Storm-0978はロシアを拠点とするサイバー犯罪グループ。ランサムウェアを使用したサイバー犯罪のほか、諜報活動の支援を目的とした標的型認証情報収集キャンペーンを展開することで知られている。「RomCom」と呼ばれるバックドアの開発・配布・操作を行っていることでも知られている。
Storm-0978によるサイバー攻撃は、主にトロイの木馬化した正規ソフトウェアを使用して組織に侵入し、RomComをシステムにインストールさせることから始まる。最新のキャンペーンでは、CVE-2023-36884を悪用してRomComに類似したバックドアを配信するフィッシング攻撃を展開していることがわかった。
主にウクライナの政府組織や軍事組織、ウクライナ問題に関与するヨーロッパや北米の組織に対する標的型攻撃とみられており、特に電気通信業界や金融業界などに影響を与えていると報告されている。

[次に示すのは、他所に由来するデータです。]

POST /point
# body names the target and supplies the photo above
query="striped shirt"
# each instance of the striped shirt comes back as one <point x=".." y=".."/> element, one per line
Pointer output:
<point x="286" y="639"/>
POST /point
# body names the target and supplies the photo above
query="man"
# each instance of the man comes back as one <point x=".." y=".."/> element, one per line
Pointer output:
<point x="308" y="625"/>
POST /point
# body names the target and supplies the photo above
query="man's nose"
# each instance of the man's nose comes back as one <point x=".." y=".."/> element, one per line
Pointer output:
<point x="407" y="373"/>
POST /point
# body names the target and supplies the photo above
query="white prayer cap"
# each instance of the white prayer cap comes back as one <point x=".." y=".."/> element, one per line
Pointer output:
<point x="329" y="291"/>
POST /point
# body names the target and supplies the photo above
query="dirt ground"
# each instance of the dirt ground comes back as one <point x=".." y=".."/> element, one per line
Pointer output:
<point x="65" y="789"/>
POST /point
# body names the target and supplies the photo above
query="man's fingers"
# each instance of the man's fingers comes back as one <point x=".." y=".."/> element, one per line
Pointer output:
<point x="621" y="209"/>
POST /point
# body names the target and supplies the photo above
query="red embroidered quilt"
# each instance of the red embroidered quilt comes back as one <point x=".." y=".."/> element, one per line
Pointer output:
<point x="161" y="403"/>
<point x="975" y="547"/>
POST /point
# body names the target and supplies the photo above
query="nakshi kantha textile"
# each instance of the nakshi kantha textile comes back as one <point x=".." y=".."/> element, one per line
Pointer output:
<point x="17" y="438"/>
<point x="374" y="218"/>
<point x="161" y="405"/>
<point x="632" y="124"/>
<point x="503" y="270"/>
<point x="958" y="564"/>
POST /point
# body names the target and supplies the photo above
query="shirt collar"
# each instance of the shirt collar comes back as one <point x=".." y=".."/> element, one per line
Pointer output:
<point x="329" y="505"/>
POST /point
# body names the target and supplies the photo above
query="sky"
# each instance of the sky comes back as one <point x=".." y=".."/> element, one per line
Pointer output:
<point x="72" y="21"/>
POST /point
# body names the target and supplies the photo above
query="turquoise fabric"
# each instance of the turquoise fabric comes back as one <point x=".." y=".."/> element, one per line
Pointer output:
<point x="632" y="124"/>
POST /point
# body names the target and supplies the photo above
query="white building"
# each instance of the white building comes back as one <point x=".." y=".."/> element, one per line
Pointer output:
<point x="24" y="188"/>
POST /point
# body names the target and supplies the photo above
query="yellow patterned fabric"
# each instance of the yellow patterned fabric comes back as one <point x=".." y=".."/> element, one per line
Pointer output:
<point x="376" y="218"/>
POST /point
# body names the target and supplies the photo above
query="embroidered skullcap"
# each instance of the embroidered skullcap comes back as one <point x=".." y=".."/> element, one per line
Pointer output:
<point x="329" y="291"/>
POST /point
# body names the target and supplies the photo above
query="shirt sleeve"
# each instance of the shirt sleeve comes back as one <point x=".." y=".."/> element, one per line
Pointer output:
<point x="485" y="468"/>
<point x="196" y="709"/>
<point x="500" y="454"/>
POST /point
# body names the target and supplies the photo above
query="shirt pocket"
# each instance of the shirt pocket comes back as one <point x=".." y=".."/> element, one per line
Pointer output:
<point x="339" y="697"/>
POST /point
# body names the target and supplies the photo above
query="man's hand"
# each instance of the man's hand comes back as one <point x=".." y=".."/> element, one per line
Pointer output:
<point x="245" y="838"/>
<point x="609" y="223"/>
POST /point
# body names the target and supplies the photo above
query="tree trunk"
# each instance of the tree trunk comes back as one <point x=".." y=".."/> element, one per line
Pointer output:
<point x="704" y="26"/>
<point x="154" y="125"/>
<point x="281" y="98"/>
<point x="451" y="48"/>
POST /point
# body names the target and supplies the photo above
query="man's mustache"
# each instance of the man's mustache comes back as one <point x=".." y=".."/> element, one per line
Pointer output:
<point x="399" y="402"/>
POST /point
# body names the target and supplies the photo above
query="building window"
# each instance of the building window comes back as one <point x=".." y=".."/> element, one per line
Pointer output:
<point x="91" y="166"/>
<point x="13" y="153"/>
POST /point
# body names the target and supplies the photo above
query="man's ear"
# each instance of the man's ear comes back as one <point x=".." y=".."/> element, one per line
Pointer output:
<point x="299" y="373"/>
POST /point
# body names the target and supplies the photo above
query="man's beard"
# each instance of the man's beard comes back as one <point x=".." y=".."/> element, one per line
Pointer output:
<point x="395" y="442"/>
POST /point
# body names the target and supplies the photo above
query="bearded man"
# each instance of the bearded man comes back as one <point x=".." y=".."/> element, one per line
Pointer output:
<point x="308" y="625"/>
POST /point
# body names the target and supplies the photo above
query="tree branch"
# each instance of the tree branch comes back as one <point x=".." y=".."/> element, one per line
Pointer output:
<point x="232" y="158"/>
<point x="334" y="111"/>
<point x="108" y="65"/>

CVE-2023-36884はリモートコード実行(RCE: Remote Code Execution)の脆弱性で、悪意のあるMicrosoft Officeドキュメントとこの欠陥を悪用することでリモートコードを不正に実行することを可能にしている。CVE-2023-36884に関してはMicrosoftから緩和策が公開されており、WindowsおよびOfficeユーザーは内容を確認するとともに緩和策を実施することが推奨されている(参考「2023年7月マイクロソフトセキュリティ更新プログラムに関する注意喚起」)。